Delvincourt schreef een breed scala aan muziek, van symfonische gedichten en kamermuziek tot opera en koormuziek. Enkele van zijn belangrijkste werken zijn:
Radio-Sérénade (geschreven in de klas van Widor)
Zes gedichten van Maurice d'Assier (1918)
Ave Verum voor soli, koor, strijkkwintet, orgel (1918)
Ce monde de Rosée (verzameling van 14 oude Japanse uta)

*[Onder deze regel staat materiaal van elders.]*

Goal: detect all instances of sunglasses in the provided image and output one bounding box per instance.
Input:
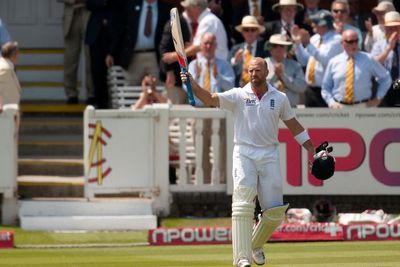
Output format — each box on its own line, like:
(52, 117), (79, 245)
(344, 39), (358, 44)
(332, 9), (347, 14)
(243, 28), (258, 32)
(271, 44), (285, 48)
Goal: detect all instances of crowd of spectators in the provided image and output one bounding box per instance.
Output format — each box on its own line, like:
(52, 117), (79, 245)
(0, 0), (400, 108)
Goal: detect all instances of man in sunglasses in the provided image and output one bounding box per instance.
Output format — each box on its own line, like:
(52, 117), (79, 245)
(321, 30), (391, 109)
(331, 0), (363, 49)
(371, 11), (400, 107)
(228, 16), (269, 86)
(292, 9), (343, 107)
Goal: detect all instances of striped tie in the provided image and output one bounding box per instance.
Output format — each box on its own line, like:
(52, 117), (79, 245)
(241, 45), (253, 86)
(203, 61), (211, 92)
(344, 57), (354, 104)
(307, 38), (322, 85)
(251, 0), (261, 17)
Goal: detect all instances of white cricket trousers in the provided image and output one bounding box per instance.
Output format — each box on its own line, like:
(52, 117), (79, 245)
(232, 145), (283, 210)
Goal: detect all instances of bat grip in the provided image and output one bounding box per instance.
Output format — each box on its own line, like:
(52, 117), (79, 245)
(182, 68), (196, 107)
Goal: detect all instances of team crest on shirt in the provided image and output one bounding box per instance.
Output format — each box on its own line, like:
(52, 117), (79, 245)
(244, 97), (257, 107)
(269, 99), (275, 110)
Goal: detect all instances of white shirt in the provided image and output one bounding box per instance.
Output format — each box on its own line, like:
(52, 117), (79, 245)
(247, 0), (261, 15)
(193, 8), (229, 58)
(135, 1), (158, 50)
(217, 83), (295, 148)
(364, 24), (386, 52)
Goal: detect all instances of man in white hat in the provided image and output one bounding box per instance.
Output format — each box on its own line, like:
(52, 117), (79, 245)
(321, 30), (391, 109)
(163, 0), (229, 64)
(230, 0), (279, 44)
(228, 15), (268, 86)
(264, 0), (309, 40)
(292, 9), (343, 107)
(371, 11), (400, 107)
(331, 0), (363, 49)
(364, 1), (395, 52)
(265, 34), (307, 107)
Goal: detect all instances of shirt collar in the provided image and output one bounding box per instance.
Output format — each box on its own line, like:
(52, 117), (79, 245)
(243, 82), (278, 95)
(197, 8), (211, 23)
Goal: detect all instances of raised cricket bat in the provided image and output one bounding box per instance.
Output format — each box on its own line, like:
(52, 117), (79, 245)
(170, 7), (196, 106)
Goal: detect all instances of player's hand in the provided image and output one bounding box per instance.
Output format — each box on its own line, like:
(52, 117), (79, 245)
(234, 48), (244, 64)
(181, 71), (193, 83)
(210, 59), (218, 78)
(195, 60), (201, 80)
(364, 18), (372, 36)
(275, 63), (285, 78)
(165, 70), (176, 88)
(162, 52), (178, 64)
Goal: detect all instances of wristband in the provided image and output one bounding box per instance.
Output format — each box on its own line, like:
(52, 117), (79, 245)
(294, 130), (310, 145)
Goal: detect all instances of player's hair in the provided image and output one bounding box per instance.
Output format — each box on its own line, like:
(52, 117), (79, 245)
(1, 41), (18, 58)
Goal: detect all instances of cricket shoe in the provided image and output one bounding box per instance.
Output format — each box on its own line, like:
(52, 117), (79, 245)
(236, 259), (251, 267)
(253, 248), (265, 265)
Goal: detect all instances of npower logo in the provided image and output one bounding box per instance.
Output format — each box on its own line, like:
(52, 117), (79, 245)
(345, 224), (400, 240)
(279, 128), (400, 187)
(148, 227), (232, 245)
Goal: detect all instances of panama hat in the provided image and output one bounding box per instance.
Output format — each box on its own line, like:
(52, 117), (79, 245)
(235, 15), (265, 33)
(264, 34), (293, 51)
(372, 1), (396, 13)
(310, 9), (333, 29)
(385, 11), (400, 27)
(272, 0), (304, 12)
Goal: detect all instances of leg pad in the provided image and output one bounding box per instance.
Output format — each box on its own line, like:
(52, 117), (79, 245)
(252, 204), (289, 250)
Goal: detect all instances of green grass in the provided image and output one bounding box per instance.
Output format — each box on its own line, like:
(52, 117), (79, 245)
(0, 227), (147, 246)
(0, 218), (400, 267)
(0, 218), (231, 246)
(0, 241), (400, 267)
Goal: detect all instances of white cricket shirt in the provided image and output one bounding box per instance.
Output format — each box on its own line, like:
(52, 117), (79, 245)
(217, 83), (295, 147)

The Venetian Ball (suite van vijf dansen, 1930)
Boccaceries (vijf stukken voor piano, 1926)
Juvenile Hours, Images for Tales of Past Time (vier handen)
Opera’s: Lucifer (1948), La Femme à Barbe (1938)
In zijn latere jaren componeerde hij verder en werkte hij als leraar, waarbij hij bijdroeg aan de muzikale en culturele vernieuwing van Frankrijk na de oorlog.
Claude Delvincourt blijft een invloedrijke figuur in de Franse muziektraditie, met een rijke nalatenschap die zowel zijn bijdragen aan de klassieke muziek als zijn moedige houding in tijden van conflict weerspiegelt.